FTDP-17 clinical features differ significantly among affected individuals, regardless of whether they inherit the same or distinct mutations. Even members of the same family, for instance, can have different clinical presentations.

In addition to other manifestations, the behavioral and personality abnormalities may include disinhibition, apathy, poor judgment, compulsive behavior, hyperreligiosity, alcoholism, illicit drug addiction, verbal and physical aggression, and abusive behaviors. Memory, orientation, and visuospatial function are relatively preserved during the early stages of the disease, despite cognitive disturbances. Initially, progressive speech difficulties with non-fluent aphasia and executive function disorders can be seen. Memory, orientation, and visuospatial functions deteriorate as a result, while echolalia, palilalia, verbal and vocal perseverations develop. Eventually, mutism and progressive dementia set in.
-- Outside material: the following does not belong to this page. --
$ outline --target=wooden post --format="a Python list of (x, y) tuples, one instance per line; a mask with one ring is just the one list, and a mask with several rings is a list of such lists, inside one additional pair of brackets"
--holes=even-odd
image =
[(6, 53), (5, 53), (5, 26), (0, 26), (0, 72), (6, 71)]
Parkinsonism can be the first symptom of the disease, and it is noteworthy that some FTDP-17 patients have been misdiagnosed with Parkinson's disease or sporadic progressive supranuclear palsy. However, in some families, the parkinsonism appears later in the progression of the illness or not at all. FTDP-17 parkinsonism is distinguished by symmetrical bradykinesia, postural instability, rigidity affecting both axial and appendicular musculature, a lack of resting tremor, as well as poor or no response to levodopa therapy. Other motor disturbances seen in FTDP-17 include dystonia unrelated to medication, supranuclear gaze palsy, both lower and upper motor neuron dysfunction, myoclonus, postural and action tremors, eyelid closing and opening apraxia, dysphagia, and dysarthria.

==Cause==
MAPT mutations account for up to 50% of FTDP-17 cases. More than 50 pathogenic MAPT mutations have been identified. FTDP-17 is inherited in an autosomal dominant manner.

==Pathophysiology==
The disorder's pathogenetic mechanisms are believed to be associated with a changed ratio of tau isoforms or with tau's capacity to bind microtubules and facilitate microtubule assembly.

==Diagnosis==
A combination of characteristic clinical and pathological features, as well as molecular genetic analysis, is required for a definitive diagnosis of FTDP-17. Genetic counseling should be provided to affected and at-risk individuals; penetrance is incomplete for the majority of subtypes.

Clinically, FTDP-17 may resemble a number of neurodegenerative diseases. FTDP-17 is frequently confused with Pick's disease, sporadic progressive supranuclear palsy (PSP), or corticobasal degeneration (CBD) in the absence of a positive family history or molecular genetic data. Other familial frontotemporal dementias, Parkinson's disease (PD), and multiple system atrophy (MSA) should be ruled out.

==Management==
Currently, treatment for FTDP-17 is only symptomatic and supportive.

==Prognosis==
Individual patients' and genetic kindreds' prognoses and rates of disease progression vary greatly, ranging from several months to several years, and in exceptional cases, as long as two decades.

==Epidemiology==
Although the prevalence and incidence are unknown, FTDP-17 is a very rare condition. Over 100 families worldwide have been identified with 38 different tau gene mutations. The FTDP-17 phenotype varies not only between families with different mutations but also between and within families with the same mutations.